Closed carstenandrich closed 6 months ago
Hi @carstenandrich,
So the purpose of the UBXReader.read() method is to read entire UBX, NMEA or RTCM3 messages from any binary data stream supporting a read(n) method. If it is unable to read such a message, it will return a value of (None, None)
. The circumstances in which it does this very much depend on the behaviour of the stream class itself and whether it provides native buffering or timeout functionality.
Your SlowReader
issue can be simply resolved with the addition of an io.BufferedReader
wrapper around the datastream:
print("# parsing silently fails, because SlowReader returns less bytes than requested")
for raw_data, parsed_data in pyubx2.UBXReader(SlowReader(ubx)):
print(parsed_data)
print()
print("# ... but parsing works if the slow data stream is buffered...")
for raw_data, parsed_data in pyubx2.UBXReader(io.BufferedReader(SlowReader(ubx))):
print(parsed_data)
# parsing silently fails, because SlowReader returns less bytes than requested
read(1) -> b'\xb5'
read(1) -> b'b'
read(4) -> b'\x06\x8b4\x00'
read(54) -> b'\x01\x07\x00\x00\x05\x00R\x10\x01\x06\x00R\x10\x00\x07\x00'
# ... but parsing works if the slow data stream is buffered...
<UBX(CFG-VALGET, version=1, layer=7, position=0, CFG_UART1_ENABLED=1, CFG_UART1_REMAP=0, CFG_0x10520007=b'\x00', CFG_UART1_STOPBITS=1, CFG_UART1_DATABITS=0, CFG_UART1_PARITY=0, CFG_0x20520008=b'\x00', CFG_0x20520009=b'\x01', CFG_UART1_BAUDRATE=38400)>
You would, of course, see the same behaviour using a standard Serial stream with a GNSS device outputting messages at the default rate of around 1Hz, e.g.
from serial import Serial
from pyubx2 import UBXReader
with Serial("/dev/ttyACM1", 38400, timeout=3 as stream:
ubr = UBXReader(stream)
i = 0
for raw_data, parsed_data in ubr:
print(i, parsed_data)
i += 1
Setting timeout=3
will produce a continuous data stream; setting timeout=0.1
will terminate silently after the initial input buffer is cleared.

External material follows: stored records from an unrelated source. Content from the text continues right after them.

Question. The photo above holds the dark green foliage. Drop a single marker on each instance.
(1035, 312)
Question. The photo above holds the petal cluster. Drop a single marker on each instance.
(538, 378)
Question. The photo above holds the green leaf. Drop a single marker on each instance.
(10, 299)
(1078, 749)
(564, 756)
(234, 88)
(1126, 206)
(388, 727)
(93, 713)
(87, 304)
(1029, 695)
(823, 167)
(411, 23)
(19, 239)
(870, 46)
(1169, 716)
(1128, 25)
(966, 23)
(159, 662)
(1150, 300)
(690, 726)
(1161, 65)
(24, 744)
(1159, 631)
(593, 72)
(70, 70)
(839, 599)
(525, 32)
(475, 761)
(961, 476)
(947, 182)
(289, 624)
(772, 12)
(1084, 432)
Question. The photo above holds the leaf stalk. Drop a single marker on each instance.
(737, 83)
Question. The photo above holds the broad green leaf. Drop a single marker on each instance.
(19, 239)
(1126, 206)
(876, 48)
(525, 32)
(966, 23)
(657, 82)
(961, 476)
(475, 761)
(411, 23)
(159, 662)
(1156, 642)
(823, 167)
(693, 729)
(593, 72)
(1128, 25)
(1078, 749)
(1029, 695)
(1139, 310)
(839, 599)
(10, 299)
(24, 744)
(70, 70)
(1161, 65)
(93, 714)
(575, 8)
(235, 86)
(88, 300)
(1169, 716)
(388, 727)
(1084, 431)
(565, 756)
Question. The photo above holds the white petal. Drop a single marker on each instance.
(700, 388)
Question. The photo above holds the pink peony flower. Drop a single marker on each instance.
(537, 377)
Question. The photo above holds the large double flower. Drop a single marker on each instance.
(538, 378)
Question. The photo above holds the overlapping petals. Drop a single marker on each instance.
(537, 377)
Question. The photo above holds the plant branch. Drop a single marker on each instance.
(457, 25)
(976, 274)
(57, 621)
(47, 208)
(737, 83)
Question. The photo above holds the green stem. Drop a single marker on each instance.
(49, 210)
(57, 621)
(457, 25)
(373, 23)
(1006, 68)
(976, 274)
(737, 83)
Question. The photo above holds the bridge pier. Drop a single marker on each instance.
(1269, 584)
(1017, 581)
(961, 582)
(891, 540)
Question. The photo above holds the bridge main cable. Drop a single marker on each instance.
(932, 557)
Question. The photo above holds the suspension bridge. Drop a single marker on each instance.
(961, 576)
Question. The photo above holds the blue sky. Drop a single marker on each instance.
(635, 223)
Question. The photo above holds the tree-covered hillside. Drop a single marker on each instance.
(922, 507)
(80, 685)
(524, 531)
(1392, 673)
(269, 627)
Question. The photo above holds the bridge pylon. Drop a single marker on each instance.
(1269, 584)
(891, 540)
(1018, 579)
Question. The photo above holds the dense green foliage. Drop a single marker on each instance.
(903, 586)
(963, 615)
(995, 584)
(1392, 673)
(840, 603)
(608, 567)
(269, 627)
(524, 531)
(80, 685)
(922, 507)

The resolution is this case is simply to increase the timeout value.
More than happy to update the documentation to clarify this, but not convinced an automatic Exception
is called for in these circumstances.
By way of illustration of an alternative approach (where I'm dealing with multiple data stream classes), have a look at the stream_handler._readloop()
function in PyGPSClient:
https://github.com/semuconsulting/PyGPSClient/blob/master/src/pygpsclient/stream_handler.py#L219
Have a look at https://github.com/semuconsulting/pyubx2/commit/99e9013004c3ba127bfc1c55b78c10ced5f5c772 and let me know if it addresses your concerns. You can use the quitonerror
flag to either ignore the error (0), log the error and continue (1) or terminate with an exception (2).

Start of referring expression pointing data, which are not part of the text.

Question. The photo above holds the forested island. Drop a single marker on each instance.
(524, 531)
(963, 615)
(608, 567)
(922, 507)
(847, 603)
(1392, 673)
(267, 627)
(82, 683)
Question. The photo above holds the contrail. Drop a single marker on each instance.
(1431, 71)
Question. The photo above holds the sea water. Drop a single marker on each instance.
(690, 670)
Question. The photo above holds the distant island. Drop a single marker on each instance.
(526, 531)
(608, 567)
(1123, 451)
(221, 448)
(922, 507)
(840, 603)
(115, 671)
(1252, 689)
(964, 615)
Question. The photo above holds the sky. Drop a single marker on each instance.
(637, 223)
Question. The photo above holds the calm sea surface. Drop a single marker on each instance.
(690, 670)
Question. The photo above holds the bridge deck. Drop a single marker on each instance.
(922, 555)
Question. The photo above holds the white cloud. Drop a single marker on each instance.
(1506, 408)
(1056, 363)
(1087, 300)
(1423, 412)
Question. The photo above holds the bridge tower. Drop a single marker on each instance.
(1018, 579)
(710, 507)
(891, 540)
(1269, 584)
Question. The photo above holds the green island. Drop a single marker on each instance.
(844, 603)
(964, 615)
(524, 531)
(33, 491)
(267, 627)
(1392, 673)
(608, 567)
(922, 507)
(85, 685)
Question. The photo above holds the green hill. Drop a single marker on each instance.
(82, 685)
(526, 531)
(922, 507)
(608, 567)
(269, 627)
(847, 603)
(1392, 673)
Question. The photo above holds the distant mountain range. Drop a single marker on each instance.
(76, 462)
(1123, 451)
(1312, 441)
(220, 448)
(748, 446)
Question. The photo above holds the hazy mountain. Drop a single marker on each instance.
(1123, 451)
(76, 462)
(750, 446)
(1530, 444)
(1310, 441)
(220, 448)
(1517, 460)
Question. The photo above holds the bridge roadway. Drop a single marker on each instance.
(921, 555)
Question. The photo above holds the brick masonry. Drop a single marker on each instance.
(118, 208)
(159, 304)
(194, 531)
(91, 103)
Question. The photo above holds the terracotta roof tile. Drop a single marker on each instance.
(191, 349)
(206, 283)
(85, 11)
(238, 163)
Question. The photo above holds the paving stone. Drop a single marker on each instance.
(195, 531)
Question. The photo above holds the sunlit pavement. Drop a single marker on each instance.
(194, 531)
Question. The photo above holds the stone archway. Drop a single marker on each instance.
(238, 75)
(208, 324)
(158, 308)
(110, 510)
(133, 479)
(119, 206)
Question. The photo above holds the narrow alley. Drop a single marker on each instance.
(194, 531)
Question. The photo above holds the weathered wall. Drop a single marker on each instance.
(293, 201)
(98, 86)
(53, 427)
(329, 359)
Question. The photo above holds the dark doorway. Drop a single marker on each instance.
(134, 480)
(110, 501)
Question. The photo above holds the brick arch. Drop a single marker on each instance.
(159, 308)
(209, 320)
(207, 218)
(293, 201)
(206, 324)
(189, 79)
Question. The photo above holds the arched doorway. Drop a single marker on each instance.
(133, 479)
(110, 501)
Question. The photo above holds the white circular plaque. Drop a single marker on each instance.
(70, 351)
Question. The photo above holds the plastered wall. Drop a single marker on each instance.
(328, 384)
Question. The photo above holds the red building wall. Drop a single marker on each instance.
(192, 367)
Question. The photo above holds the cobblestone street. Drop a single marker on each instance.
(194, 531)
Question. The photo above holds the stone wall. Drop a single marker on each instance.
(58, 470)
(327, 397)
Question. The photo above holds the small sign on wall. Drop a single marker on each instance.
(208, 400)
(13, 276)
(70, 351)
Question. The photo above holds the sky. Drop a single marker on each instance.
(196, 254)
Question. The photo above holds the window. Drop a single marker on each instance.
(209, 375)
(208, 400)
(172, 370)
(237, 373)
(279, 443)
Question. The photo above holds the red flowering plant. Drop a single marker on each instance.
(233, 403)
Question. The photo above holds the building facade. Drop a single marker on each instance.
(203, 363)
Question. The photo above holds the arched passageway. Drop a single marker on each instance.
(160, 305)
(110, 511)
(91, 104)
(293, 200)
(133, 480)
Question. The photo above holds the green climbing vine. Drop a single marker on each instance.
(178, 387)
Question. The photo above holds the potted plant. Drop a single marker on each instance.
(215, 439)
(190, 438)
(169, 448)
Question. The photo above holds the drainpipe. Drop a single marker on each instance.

Traceback (most recent call last):
File "/Users/steve/Library/Python/3.12/lib/python/site-packages/pyubx2/ubxreader.py", line 157, in read
(raw_data, parsed_data) = self._parse_ubx(bytehdr)
^^^^^^^^^^^^^^^^^^^^^^^^
File "/Users/steve/Library/Python/3.12/lib/python/site-packages/pyubx2/ubxreader.py", line 228, in _parse_ubx
byten = self._read_bytes(leni + 2)
^^^^^^^^^^^^^^^^^^^^^^^^^^
File "/Users/steve/Library/Python/3.12/lib/python/site-packages/pyubx2/ubxreader.py", line 312, in _read_bytes
raise UBXStreamError(
pyubx2.exceptions.UBXStreamError: Serial stream terminated unexpectedly. 54 bytes requested, 16 bytes returned.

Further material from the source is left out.